Millions of children will be deprived of an education until the reconstruction process is completed


A satellite dish is used to move children through floodwaters in Jaffarabad, Balochistan. PHOTO: AFP

PESHAWAR/ KARACHI/ LAHORE:

In the monsoon flood hit areas where the water level has receded rehabilitation efforts are underway; with a particular focus on providing shelter to those currently living in tent settlements. However, little has been said about the thousands of schools that were ravaged and the millions of children who will now be deprived of an education.

Public schools across the country have been in a precarious position for a while now with some devoid of teachers and electricity and others missing boundary walls and toilets. Now with the floods taking everything in their wake, government schools face an uncertain future. According to data obtained by the Express Tribune from the Department of School Education Sindh, out of 49,446 government school buildings 29,278 have been affected by the flood - 15,800 buildings are partially damaged and 13,478 buildings have been completely destroyed.

 In Punjab, albeit the numbers are not as harrowing as Sindh, the provincial education department informed that more than 1,000 schools have been devastated. Whereas, in Khyber Pakhtunkhwa (K-P), educational institutions in the southern district have been the worst affected with 1,378 schools currently damaged out of which 90 have been completely destroyed, as per the province’s education department. Director of Schools, Karachi, Farnaz Riaz, when asked about the destruction in Sindh, informed that presently the engineers of the provincial Department of Works and Services were estimating the costs that the restoration and reconstruction process of schools would cost.

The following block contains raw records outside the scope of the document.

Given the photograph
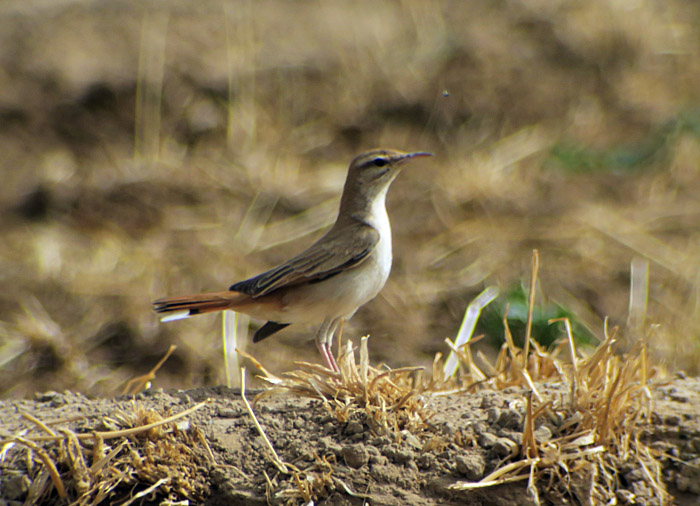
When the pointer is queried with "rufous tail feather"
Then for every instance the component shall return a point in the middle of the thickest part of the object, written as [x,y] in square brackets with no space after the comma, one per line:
[188,305]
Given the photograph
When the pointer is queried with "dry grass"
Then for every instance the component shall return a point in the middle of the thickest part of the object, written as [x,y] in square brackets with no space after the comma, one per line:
[135,453]
[594,420]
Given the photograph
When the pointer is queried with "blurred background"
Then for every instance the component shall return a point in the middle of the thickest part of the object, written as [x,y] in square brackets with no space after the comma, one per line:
[161,148]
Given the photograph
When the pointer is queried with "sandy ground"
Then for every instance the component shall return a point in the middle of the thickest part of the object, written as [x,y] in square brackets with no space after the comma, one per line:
[350,459]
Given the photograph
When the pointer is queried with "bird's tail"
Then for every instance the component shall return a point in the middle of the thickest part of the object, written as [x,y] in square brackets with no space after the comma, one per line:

 “Separate funds will be sought from the federal government once we have made the estimates,” Riaz informed. While Riaz did not give a timeline on when the reconstruction work will actually start, Abuzar Manjotha, a local citizen of Taunsa, Punjab, believes that the provincial government will take its sweet time. “Most of the public schools in Southern Punjab are still inundated with water. It is hard to imagine that our children will be going to get an education anytime soon.”Provincial Minister for School Education, Murad Raas, disagrees with Manjotha’s assessment. “All the district education authorities have been instructed to repair the flood-affected schools in their respective areas and submit a report.”

As per Raas, restoration work is already underway on 500 schools. However, sources from the Provincial Disaster Management Authority (PDMA) informed that they were still estimating the extent of the damage caused to educational institutions. On the other hand, in K-P, representatives of the provincial directorate for education are of the opinion that although schools were damaged and many cannot be utilised in the near future, alternative methods of schooling will be used.

“There is no doubt that schools in districts like Tank and Dera Ismail Khan suffered the most, however classes will continue by accommodating students in nearby schools. The government is also looking to rent temporary buildings for schools,” explained Director Education, Hafiz Muhammad Ibrahim. However, like in Sindh and Punjab, K-P too was currently working on estimating the true extent of the damages and actual numbers of schools destroyed, as per Ibrahim. “The situation is relatively better in upper and central K-P districts. However, districts Nowshera and Dera Ismail Khan are still busy collecting data regarding losses,” Ibrahim said while talking to the Express Tribune.